Sortieren, Suchen, Filtern
Eine Suchfunktion wird voraussichtlich in den nächsten Jahren ergänzt werden, derzeit können Sendungen nur durch eine Addition von Suchkriterien herausgefiltert werden (z.B: alle Sendungen > nach 19 Uhr > Genre Krimi > ausgezeichnet mit 2 Oscars). Sendungen können für die Video-Aufnahme vorgemerkt und Zusatzinformationen zusammen mit Standbildern in das laufende Programm eingeblendet werden.

Formal-ästhetische Darstellung
Neben diesen funktionalen Eigenschaften werden sich formal auch die Navigation, die Textmenge, die Typografie und Anzahl der Farben verändern. Die Benutzerführung wird nicht mehr durch Zahlen, sondern nach Schlagworten erfolgen, wie es im Internet gang und gäbe ist. Durch mehr Farben und eine höhere »Auflösung« werden Bilder und Grafiken qualitativ ansprechend visualierbar werden. Die Corporate Idendity der Sender kann dann ohne Schwierigkeiten in das neue Medium transportiert werden, auch die Lesefreundlichkeit wird durch das Vorhandensein mehrerer Schrifttypen massiv verbessert.

Nutzung
Der neue Fernsehtext wird sich ambivalent auf unser Leben auswirken: Shopping von zu Hause aus, personalisierte Werbung, formatzugeschnittene Themen im TV wie auch im Fernsehtext, interaktive Sendungen. Die Fernsehtexte von Spartenkanäle werden bei den Zuschauern besonderen Anklang finden, da sie die gesuchten Thematiken nicht nur oberflächlich streifen (siehe Vorbild n-tv und Nachrichten). Vorstellbar sind Koch-Fernsehprogramme, deren Rezepte die Hausfrau nicht nur jederzeit im Fernsehtext abrufen kann, sondern sie zudem beim Kochen vorgelesen bekommt (»Jetzt das Wasser von der Kochstelle nehmen…«). Kleine filmische Beiträge würden ihr erklären, wie sie das Essen zubereiten muss.

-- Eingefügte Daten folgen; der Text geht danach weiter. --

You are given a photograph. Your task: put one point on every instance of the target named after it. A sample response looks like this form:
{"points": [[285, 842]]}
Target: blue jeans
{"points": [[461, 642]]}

Zum Schluss setzt die Konsumentin ein Lesezeichen, damit sie ihr favorisiertes Rezept später wiederfinden kann.

Komplexität, Bedienung
Die Informationsstruktur der neuen Fernsehtexte wird sich nicht mehr auf 3 Ebenen beschränken, sondern die Architektur wird wie im Internet mit- und ineinander vernetzt. Über Themenblöcke oder Suchmaschinen navigiert der Benutzer durch die Räume und der rote Faden wird auch hier von Bedeutung, so z.B: durch die »Breadcrumb«-Navigation. Die technischen Möglichkeiten wurden, u.a. mit MHP, zu Genüge erwähnt, es gibt jedoch noch drei nennenswerte technische Vorteile.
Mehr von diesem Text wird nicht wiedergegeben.